Furthermore, community-based non-pharmacological interventions for managing GDM offer effective and accessible alternatives to pharmacological treatments [34]. Evidence suggests that self-management programs significantly improve self-efficacy, lifestyle behaviours, and postprandial blood glucose levels, making them highly beneficial for GDM patients. Medical nutrition or diet therapy has also shown notable efficacy in lowering postprandial blood glucose compared to routine care, while combined diet and exercise interventions further reduce maternal weight gain more effectively than diet alone. Interestingly, digital health interventions, such as smartphone apps and telehealth, have shown to improve glycaemic control in pregnant women with GDM, reducing the need for caesarean delivery and the risk of foetal macrosomia [35]. There is currently a smartphone app being developed as part of the Explore-MYGODDESS study to evaluate the acceptability and feasibility of a culturally tailored digital diabetes prevention intervention for women with gestational diabetes mellitus in Malaysia, aiming to support dietary and lifestyle modifications, as well as addressing barriers to effective diabetes prevention [36,37]. However, more robust evidence is needed before these interventions can be recommended as a replacement for regular clinic follow-ups.
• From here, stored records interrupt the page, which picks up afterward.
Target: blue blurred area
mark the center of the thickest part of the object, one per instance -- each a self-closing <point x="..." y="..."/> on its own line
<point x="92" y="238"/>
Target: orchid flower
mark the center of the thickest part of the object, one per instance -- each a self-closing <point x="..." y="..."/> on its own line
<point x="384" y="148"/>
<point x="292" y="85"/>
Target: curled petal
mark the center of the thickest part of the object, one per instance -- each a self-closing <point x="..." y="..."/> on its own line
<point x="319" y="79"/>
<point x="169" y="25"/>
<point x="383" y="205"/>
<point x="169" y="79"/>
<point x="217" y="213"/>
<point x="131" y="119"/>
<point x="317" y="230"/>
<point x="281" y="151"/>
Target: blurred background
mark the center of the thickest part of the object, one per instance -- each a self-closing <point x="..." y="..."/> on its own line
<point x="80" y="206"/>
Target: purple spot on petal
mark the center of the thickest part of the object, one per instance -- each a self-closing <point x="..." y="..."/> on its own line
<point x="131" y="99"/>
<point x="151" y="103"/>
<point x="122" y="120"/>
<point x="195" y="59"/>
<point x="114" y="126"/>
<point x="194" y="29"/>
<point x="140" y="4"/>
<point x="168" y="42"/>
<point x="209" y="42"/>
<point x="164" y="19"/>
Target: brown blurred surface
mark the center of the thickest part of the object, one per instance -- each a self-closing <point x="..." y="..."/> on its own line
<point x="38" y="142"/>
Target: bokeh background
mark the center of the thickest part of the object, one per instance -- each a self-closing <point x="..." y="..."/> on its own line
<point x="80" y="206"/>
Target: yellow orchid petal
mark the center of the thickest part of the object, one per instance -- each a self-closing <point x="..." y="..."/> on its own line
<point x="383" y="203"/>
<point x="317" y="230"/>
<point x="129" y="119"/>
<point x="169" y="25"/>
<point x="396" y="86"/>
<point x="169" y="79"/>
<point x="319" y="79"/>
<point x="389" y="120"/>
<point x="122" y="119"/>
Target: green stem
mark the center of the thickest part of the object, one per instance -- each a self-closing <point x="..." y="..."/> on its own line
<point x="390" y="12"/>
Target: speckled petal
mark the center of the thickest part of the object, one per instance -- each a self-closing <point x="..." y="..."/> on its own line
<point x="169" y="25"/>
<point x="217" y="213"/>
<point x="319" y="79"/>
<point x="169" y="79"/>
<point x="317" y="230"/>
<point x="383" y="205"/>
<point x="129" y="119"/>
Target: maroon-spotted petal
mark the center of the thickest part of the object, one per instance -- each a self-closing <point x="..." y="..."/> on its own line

This study has several notable strengths. First, it utilizes nationally representative data from the NHMS 2022, ensuring the findings are generalizable across Malaysia due to the survey’s robust sampling design. Second, the focus on women with advanced maternal age—a high-risk group for GDM—fills a critical gap in Malaysian literature, offering specific insights into this vulnerable population. Third, the identification of key sociodemographic factors, such as ethnicity and working status, provides actionable insights for targeted public health interventions. However, there are also limitations to consider. The cross-sectional design restricts the ability to establish causal relationships between GDM and sociodemographic factors. Additionally, reliance on self-reported data for variables such as employment status and socioeconomic factors introduces the possibility of recall bias or misreporting, though the use of validated questionnaires helps mitigate this concern. Lastly, the study does not explore behavioural factors (e.g., physical activity, diet) or genetic predispositions, which could provide deeper insights into GDM risk. Despite these limitations, the findings serve as a valuable foundation for future longitudinal and multi-dimensional research.

Conclusion

This study underscores the high prevalence of gestational diabetes mellitus (GDM) among women with advanced maternal age in Malaysia, highlighting significant associations with sociodemographic factors such as ethnicity and working status. Indian women exhibited the highest risk, emphasizing the need for culturally tailored interventions targeting high-risk ethnic groups. The findings provide critical insights into the importance of early screening, lifestyle interventions, and community-based programs to mitigate the burden of GDM. Despite limitations such as the cross-sectional design and lack of behavioural or genetic data, this study contributes valuable evidence to guide public health policies and strategies such as implementing mandatory GDM screening for high-risk ethnic groups and promoting workplace health programs for non-working women to reduce GDM prevalence and its associated complications in Malaysia. Future research should assess whether reducing sedentary time in non-working women lowers GDM incidence and should also investigate behavioural determinants and genetic predispositions through longitudinal studies to enhance the understanding and management of GDM.

Acknowledgments

The authors would like to thank the Director General of Health Malaysia for his permission to publish this paper. We would also like to thank all research team members and data collectors for their contributions and commitment to this study. We are also grateful for the kind cooperation of all participants.